The team also announced the signing of DE Derrick Harvey, the guy expected to be drafted in 2008 before he was scooped up by Jacksonville.  While Harvey never provided the Jags with the type of pass rush prowess they expected, he should do well in Cincinnati’s rotation, along with another former first-rounder in DE Jamaal Anderson, formerly of the Falcons and Colts.  Anderson, much like Harvey, hasn’t produced the sacks he was expected to coming out of college, but nevertheless he should find some success as a replacement to Jonathan Fanene.  Like Fanene, Anderson can play end or tackle, and is stout against the run.  Plus, he’s younger with less of an injury history.

Then late last night news came out that the Bengals convinced another of their young players, Pat Sims, to return.  Sims had a promising 2011 cut short by an ankle injury, and the middle of the Bengal defense suffered after he went down.  His return to that Bengal rotation is absolutely huge, and was another unexpectedly pleasing signing.

There are still some moves that may be left to be made in free agency.  The team could pursue bringing LB Manny Lawson and DE Donald Lee, as well as exploring another WR or DE/LB.

Taken in total, however, these moves have been absolutely huge.

At best, they constitute a clear improvement at every position.  At worst, one might say it was nothing more than a wash.  I tend to believe the former.

All this, and the Bengals still have the draft ahead of them.  A draft in which they’ll have 4 picks in the first 85 selections, and 8 picks in the first 6 rounds.  Not to mention two recently-hired  full time scouts added to the personnel department.

What’s next?  The indoor practice facility?

There is no doubt that it’s been an exciting spring so far.  Whatever has possessed the fine folks at One Paul Brown Stadium, I hope it continues.

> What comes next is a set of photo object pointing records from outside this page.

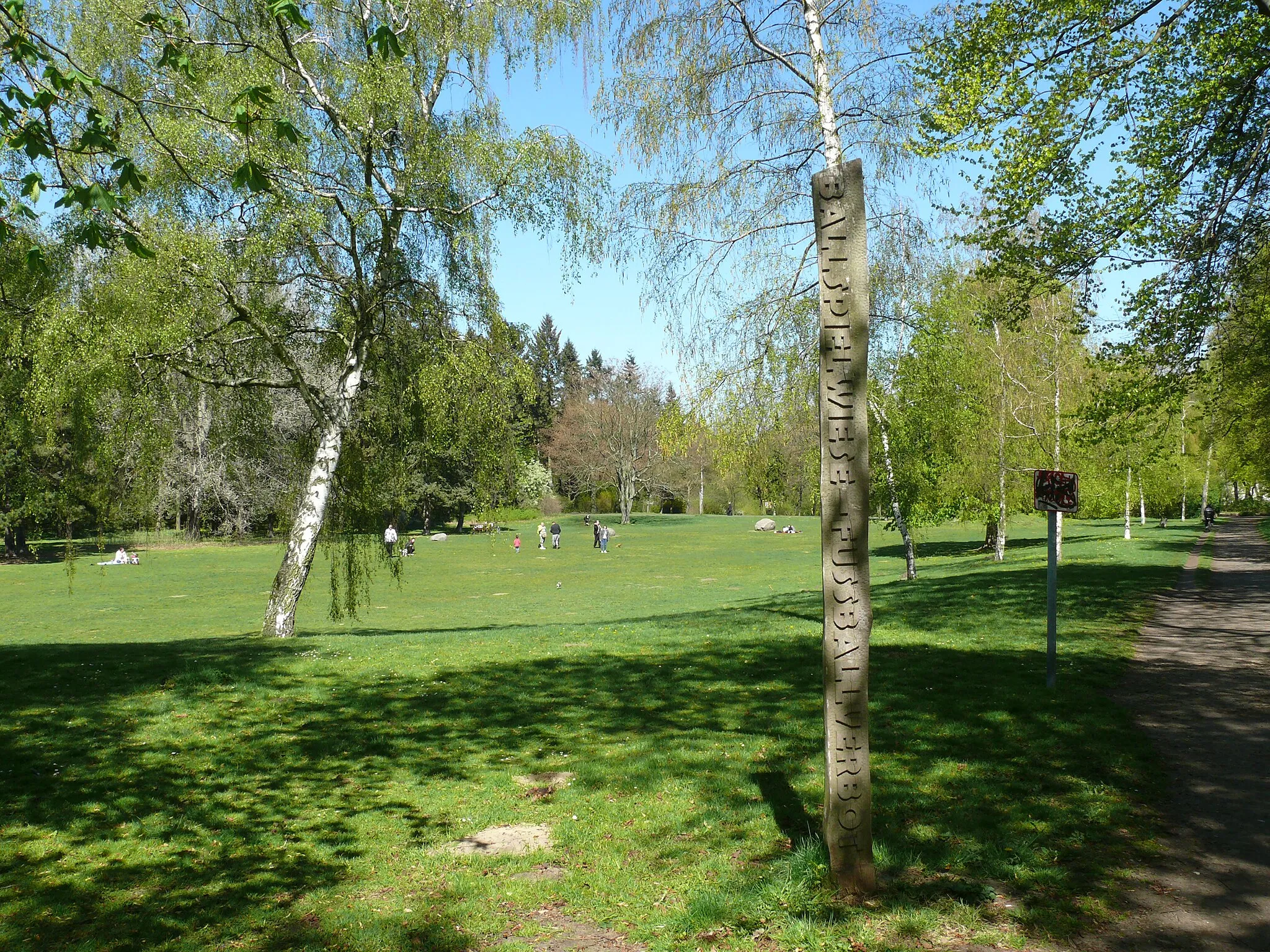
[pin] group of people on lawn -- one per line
(601, 534)
(390, 541)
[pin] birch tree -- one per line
(287, 175)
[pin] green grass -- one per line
(169, 780)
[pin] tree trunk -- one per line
(1128, 487)
(625, 495)
(280, 617)
(1059, 447)
(838, 211)
(1208, 467)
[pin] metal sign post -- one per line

  1. I am loving this strange, new course the Bengals are taking. It really feels like an actual NFL franchise.

    Items remaining:
    – An actual G.M. (one that does not work in the Owner’s office)
    – Even more scouts
    – A practice bubble

    I love that the list is not as long as it used to be!

  2. It does seem Mike Brown has turned it around this offseason. Waited and then acted. Almost like a smart business man.